On 30 August the Mediterranean Fleet’s Force 'I' departed Alexandria to provide distant cover for the MF.2 fast convoy (10,065-ton British Cornwall, 1,587-ton British Volo, 5,901-ton British auxiliary fleet oiler Plumleaf and 9,929-ton British commissioned transport Glengyle, escorted by only four destroyers in an attempt to lure the Italian fleet into an attack) from Alexandria to Malta and then to meet Force 'F' (battleship Valiant, fleet carrier Illustrious, light anti-aircraft cruisers Carlisle and Coventry, and destroyers Gallant, Greyhound, Griffin and Hotspur), which were traversing the length of the Mediterranean from Gibraltar to join the Mediterranean Fleet.

The movement of Force 'F' was supported by Force 'H' to the area of Malta, where responsibility devolved onto Force 'I', which was reinforced on 31 August by ships returning from a sweep into the Aegean Sea and then comprised the battleships Malaya and Warspite, the fleet carrier Eagle, the heavy cruiser Kent, the light cruisers Gloucester, Liverpool, Orion and Australian Sydney, and the destroyers Decoy, Defender, Hasty, Hereward, Hyperion, Ilex, Imperial, Australian Stuart, Vampire, Vendetta and Voyager, and Free Polish Garland.

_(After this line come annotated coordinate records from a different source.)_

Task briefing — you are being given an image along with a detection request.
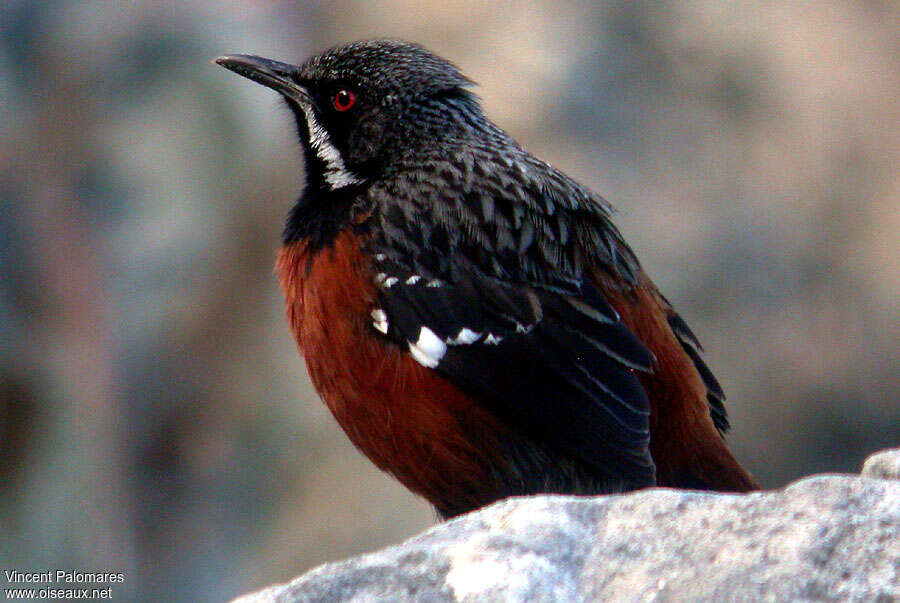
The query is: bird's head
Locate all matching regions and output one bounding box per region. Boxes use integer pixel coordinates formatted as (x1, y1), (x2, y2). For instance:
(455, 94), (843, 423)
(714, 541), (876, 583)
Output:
(216, 40), (483, 190)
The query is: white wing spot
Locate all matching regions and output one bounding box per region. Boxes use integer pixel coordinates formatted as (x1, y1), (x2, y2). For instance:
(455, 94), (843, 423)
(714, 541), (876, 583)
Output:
(408, 327), (447, 368)
(447, 327), (481, 345)
(371, 308), (389, 335)
(303, 107), (362, 190)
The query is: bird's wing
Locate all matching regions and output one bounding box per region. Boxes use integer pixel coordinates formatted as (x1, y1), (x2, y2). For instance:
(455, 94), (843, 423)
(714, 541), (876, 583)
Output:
(372, 253), (655, 487)
(662, 306), (730, 435)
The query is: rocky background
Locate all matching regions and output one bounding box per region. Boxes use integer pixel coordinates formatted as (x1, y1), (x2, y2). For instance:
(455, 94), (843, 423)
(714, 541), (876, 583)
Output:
(0, 0), (900, 601)
(235, 449), (900, 603)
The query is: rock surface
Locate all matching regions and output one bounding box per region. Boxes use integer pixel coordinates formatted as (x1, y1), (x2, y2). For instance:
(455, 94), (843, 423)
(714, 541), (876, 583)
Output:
(237, 449), (900, 603)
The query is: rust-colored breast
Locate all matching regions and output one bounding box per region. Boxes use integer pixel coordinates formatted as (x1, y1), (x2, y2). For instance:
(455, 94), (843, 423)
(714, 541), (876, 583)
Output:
(277, 231), (507, 514)
(597, 276), (759, 492)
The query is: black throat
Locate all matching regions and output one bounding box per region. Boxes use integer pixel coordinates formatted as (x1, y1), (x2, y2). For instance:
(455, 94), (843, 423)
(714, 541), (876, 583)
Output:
(281, 184), (365, 252)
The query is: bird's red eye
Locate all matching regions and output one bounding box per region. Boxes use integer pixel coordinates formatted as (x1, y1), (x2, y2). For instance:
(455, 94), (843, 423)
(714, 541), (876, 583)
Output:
(331, 90), (356, 111)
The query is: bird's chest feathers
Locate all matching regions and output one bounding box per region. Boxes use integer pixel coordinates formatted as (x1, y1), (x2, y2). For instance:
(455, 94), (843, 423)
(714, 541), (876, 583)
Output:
(277, 231), (501, 500)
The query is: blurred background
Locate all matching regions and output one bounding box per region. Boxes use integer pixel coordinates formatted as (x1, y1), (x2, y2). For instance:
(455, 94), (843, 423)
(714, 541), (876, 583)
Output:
(0, 0), (900, 601)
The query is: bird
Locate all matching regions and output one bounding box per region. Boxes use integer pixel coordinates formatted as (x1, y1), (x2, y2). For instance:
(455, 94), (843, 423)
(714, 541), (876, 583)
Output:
(215, 39), (759, 519)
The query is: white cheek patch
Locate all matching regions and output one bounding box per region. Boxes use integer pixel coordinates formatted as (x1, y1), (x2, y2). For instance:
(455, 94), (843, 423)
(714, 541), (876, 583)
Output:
(303, 107), (362, 190)
(447, 327), (481, 345)
(408, 327), (447, 368)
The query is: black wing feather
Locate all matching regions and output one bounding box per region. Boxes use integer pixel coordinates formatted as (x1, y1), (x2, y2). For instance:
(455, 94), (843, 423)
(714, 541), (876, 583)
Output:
(370, 254), (655, 486)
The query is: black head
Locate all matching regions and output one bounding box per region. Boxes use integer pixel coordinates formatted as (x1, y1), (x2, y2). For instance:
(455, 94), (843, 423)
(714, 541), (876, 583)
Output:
(216, 40), (481, 190)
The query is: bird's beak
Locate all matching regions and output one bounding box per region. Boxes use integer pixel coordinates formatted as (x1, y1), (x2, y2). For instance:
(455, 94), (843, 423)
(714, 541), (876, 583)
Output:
(215, 54), (312, 104)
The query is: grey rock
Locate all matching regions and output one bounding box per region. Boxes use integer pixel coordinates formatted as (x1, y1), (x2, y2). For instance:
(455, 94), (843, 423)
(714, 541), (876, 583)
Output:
(862, 448), (900, 479)
(237, 450), (900, 603)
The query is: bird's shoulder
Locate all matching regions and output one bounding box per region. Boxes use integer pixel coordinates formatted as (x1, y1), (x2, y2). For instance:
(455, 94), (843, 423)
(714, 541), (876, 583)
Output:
(366, 144), (640, 291)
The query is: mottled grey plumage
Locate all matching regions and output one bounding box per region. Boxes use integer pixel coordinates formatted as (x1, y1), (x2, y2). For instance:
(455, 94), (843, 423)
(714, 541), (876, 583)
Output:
(216, 40), (727, 508)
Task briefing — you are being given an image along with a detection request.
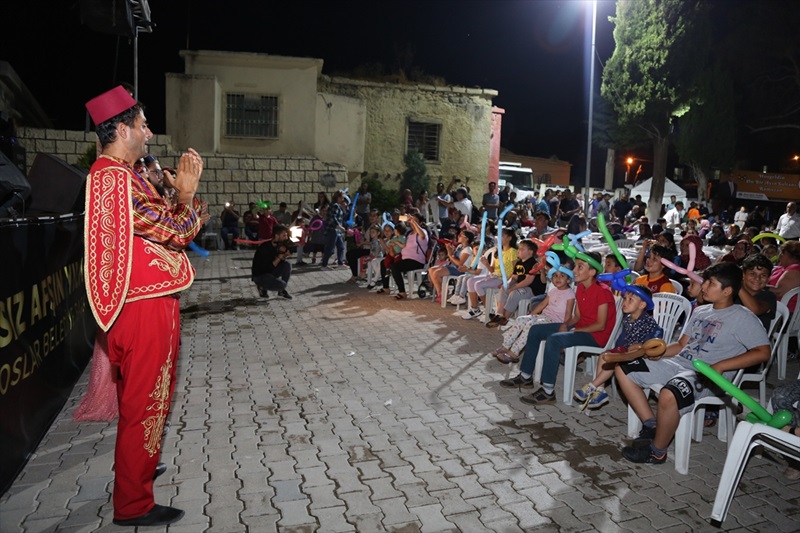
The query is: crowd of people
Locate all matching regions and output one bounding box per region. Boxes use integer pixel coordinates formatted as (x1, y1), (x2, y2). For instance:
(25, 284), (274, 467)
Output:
(70, 80), (800, 527)
(244, 183), (800, 470)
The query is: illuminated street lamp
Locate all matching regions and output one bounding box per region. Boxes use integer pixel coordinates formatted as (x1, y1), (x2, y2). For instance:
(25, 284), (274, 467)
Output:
(584, 0), (597, 217)
(625, 157), (634, 185)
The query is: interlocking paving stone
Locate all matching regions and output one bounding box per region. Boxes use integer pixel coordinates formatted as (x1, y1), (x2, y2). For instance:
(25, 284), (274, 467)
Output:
(0, 251), (800, 533)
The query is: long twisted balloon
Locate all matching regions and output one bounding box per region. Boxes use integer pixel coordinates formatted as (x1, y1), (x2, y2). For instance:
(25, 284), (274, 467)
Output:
(597, 213), (631, 283)
(497, 204), (514, 289)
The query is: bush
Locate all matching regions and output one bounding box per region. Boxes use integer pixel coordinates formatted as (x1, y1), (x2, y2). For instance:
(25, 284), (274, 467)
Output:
(398, 152), (431, 201)
(361, 174), (398, 213)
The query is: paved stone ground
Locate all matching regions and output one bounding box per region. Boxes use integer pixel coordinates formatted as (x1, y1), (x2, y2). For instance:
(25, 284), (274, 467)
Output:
(0, 252), (800, 533)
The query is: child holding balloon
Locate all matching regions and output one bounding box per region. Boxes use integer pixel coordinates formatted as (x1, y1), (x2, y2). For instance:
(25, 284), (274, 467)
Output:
(614, 263), (770, 464)
(634, 244), (675, 294)
(500, 252), (617, 405)
(574, 285), (664, 410)
(494, 263), (575, 364)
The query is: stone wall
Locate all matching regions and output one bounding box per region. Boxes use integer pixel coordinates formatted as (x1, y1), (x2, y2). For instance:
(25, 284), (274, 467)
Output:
(18, 128), (347, 215)
(317, 75), (497, 189)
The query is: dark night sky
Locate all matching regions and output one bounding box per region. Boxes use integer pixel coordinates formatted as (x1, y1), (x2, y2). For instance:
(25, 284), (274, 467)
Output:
(0, 0), (615, 184)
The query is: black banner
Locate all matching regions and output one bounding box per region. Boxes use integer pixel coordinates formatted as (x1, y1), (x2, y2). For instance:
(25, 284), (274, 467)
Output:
(0, 214), (97, 494)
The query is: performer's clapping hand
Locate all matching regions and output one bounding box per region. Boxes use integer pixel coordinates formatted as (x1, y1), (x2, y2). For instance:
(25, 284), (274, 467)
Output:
(164, 148), (203, 204)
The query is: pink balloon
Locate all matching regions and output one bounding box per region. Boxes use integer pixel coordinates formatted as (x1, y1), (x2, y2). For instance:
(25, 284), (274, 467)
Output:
(686, 242), (697, 272)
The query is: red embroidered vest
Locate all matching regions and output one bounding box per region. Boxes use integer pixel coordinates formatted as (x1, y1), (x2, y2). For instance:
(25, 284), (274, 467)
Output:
(84, 156), (194, 331)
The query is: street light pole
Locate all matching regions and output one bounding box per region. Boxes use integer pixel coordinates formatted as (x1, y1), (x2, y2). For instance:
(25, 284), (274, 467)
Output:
(583, 0), (597, 217)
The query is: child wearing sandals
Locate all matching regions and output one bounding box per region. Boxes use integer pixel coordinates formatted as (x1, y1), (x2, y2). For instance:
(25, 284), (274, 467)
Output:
(574, 285), (664, 411)
(362, 224), (386, 290)
(494, 258), (575, 364)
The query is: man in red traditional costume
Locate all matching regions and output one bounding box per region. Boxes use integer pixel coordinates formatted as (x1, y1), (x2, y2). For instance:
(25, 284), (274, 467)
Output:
(84, 86), (203, 526)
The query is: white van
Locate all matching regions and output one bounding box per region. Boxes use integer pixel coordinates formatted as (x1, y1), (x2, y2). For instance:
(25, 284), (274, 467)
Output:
(497, 161), (536, 202)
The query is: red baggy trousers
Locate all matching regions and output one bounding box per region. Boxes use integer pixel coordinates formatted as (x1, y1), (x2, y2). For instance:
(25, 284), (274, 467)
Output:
(108, 296), (180, 520)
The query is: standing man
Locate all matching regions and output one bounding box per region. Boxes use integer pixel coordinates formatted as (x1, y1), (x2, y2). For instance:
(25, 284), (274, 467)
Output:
(664, 194), (678, 213)
(611, 193), (631, 224)
(558, 189), (583, 227)
(435, 181), (451, 224)
(664, 201), (683, 229)
(244, 202), (258, 241)
(483, 181), (500, 220)
(273, 202), (292, 227)
(775, 202), (800, 241)
(533, 189), (553, 213)
(597, 193), (611, 220)
(531, 209), (556, 239)
(356, 182), (372, 228)
(84, 86), (203, 526)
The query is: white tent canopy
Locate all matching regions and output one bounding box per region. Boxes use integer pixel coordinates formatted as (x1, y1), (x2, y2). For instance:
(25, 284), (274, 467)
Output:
(630, 178), (689, 209)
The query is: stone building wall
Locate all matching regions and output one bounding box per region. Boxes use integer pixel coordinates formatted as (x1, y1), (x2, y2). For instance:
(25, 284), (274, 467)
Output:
(17, 128), (347, 215)
(317, 75), (497, 188)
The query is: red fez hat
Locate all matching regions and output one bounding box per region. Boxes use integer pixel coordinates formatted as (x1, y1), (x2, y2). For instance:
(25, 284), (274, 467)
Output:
(86, 85), (136, 125)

On the following day Force 'I' came under air attack, and aircraft of Eagle spotted and reported major units of the Italian navy, which then turned back to base. On 2 September Force 'F' and Force 'I' met off Malta, and the now-reinforced Mediterranean Fleet headed to the east once again. Further sightings of Italian major warships were made, and on 4 September the British ships came under air attack, which delayed the launch of aircraft for the planned bombing of the airfield at Maritza on the Italian-held island of Rhodes, in which Eagle lost four aircraft.

The MF.2 convoy reached Malta on 2 September, and on 5 September the ships of the Mediterranean Fleet regained Alexandria.